Writing to dataset iteratively

gjoseph
Level 2
Writing to dataset iteratively

Got a job that is IO-bound and memory intensive and need to write the result(s) iteratively. The job is essentially parsing data from excel files, filter, aggregate, feature engineering etc.

Source: 1 billion records, results 1.2 million records.

I'm using python recipe with multi-threaded asyncio function on source and the Kubernetes job fails with out of memory error. I'm thinking to write to the dataset iteratively. How do I do that? streaming writer?


Operating system used: Windows 11

0 Kudos
2 Replies
Turribeach

With regards to the memory error in Kubernetes there isn't much I can say with the information you provided other than in general you don't multi-threaded processes in containers. The whole idea of a container is to isolate the processing to the minimum possible and have different containers perform different roles. In other words with containers you don't scale vertically (adding more hardware or running more processes in the same hardware), you do it horizontally by adding more containers which run side by side. Whether these containers are in the same hardware doesn't really matter for you. 
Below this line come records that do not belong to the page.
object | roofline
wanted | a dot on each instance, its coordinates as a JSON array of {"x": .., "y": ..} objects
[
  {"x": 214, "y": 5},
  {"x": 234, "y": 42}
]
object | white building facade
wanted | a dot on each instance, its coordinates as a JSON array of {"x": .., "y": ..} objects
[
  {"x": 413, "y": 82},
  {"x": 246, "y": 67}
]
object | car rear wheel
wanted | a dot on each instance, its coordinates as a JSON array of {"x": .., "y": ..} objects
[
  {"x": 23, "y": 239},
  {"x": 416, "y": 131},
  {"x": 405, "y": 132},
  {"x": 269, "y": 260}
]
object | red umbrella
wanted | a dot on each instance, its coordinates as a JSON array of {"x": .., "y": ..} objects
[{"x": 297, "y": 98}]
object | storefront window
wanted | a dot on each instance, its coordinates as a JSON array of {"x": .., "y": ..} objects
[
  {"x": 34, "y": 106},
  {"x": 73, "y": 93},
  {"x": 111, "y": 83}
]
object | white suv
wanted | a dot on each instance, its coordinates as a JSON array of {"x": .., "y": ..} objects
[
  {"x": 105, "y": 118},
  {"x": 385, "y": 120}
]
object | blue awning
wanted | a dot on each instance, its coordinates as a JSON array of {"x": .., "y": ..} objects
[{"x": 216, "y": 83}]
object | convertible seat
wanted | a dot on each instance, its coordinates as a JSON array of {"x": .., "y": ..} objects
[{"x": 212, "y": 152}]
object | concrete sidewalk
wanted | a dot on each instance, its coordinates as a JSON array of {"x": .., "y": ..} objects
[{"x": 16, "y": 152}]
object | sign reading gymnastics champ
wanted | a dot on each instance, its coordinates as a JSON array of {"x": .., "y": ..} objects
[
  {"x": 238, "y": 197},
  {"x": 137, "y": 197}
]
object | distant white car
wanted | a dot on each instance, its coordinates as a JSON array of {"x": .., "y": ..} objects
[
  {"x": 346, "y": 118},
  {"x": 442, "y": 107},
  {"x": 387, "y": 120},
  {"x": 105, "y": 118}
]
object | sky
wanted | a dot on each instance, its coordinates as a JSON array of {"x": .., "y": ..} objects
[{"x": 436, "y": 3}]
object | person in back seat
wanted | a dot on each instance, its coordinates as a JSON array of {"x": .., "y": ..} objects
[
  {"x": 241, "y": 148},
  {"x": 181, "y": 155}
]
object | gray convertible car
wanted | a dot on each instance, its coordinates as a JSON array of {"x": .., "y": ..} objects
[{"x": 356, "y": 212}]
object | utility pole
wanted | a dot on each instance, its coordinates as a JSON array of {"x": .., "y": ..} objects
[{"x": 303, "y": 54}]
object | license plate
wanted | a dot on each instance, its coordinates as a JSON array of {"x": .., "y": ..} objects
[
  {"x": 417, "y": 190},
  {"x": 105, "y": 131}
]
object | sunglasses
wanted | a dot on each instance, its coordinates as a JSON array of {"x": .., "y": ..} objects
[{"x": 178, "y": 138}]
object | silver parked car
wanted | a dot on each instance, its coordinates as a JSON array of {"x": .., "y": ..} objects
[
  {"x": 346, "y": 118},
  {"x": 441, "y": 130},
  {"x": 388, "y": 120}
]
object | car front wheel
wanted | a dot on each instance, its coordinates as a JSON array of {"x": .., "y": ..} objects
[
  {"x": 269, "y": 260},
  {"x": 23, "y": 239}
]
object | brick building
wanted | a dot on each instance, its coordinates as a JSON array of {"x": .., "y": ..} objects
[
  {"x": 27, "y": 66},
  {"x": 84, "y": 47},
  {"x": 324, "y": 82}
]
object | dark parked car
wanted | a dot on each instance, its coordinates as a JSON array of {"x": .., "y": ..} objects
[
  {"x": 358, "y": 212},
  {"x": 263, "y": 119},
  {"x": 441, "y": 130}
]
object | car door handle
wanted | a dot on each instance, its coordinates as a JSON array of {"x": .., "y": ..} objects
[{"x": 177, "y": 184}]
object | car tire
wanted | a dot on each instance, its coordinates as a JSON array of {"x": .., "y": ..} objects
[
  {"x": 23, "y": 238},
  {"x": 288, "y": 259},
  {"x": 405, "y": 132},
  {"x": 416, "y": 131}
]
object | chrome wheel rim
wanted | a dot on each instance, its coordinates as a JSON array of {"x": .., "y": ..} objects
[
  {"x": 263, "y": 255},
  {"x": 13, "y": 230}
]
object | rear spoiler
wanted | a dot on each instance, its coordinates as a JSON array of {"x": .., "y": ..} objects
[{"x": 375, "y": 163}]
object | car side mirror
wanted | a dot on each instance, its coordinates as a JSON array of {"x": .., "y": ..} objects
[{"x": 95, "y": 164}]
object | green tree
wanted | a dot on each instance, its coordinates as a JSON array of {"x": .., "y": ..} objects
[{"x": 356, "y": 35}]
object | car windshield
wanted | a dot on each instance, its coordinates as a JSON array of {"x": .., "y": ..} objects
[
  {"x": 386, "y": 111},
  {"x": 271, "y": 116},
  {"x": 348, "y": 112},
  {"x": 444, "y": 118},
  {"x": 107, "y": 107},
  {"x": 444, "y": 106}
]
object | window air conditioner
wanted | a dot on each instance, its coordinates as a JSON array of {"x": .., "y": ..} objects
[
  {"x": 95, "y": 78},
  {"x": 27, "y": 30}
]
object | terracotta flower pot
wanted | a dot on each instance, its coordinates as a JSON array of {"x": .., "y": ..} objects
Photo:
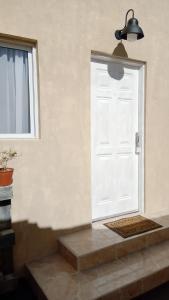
[{"x": 6, "y": 176}]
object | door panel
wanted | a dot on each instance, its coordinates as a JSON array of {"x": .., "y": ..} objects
[{"x": 114, "y": 123}]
With regards to writing to the dataset iteratively I would suggest you don't do it. First of all Dataiku has no methods to do this parallelly so you have to handle that. Secondly you are likely to get better performance using a different approach. I worked in a project where I had to process millions of XML files. Visual recipes were out of the question since Java (which Dataiku's backend runs on) is very slow for direct file system IO given it's high abstraction. Even Python wasn't up to the job as it can struggle to even deal with hundreds of thousands of files. In the end I ended using Shell script recipes for the initial  uncompressing, filtering and basic processing which would then split the files into 3 different folders for different types of data. Each folder would have a branch in my flow which meant that I was effectively parallelising the load as Dataiku could run the 3 flow branches at the same time. After some Python recipes the 3 branches would then write back the output as CSV files back to a single folder (in effect merging the 3 flow branches back). And finally a single Python recipe would consolidate all the CSV files and write them as a single dataset. This design was very efficient and had great performance. And while you certainly can't match the scability of Kubernetes by using flow branches (as DSS itself has limited resources for jobs and activities) I wanted to mention the last part as you can use it as an idea for your writing to the dataset issue. I would have your containers write separate CSV files to a high IO file system. Then once all your container processing it's done merge back all the CSV files with a single Python recipe and do a single write to the output dataset. Python can handle 1.2m rows fairly easy.

0 Kudos
gjoseph
Level 2
Author

Thank you for your reply @Turribeach 

The winning idea we have is to extract the sheet of interest as parquet filea and use spark to read them super efficiently. This is besides the point of my ask though.

We can parallelize code easily, effectively and successfully hence the ask to write iteratively to a dataset. I want to compare the performance and cost of different approaches ingesting data.

UPDATE: Turns out it wasn't a memory issue but too many execution threads requested.

0 Kudos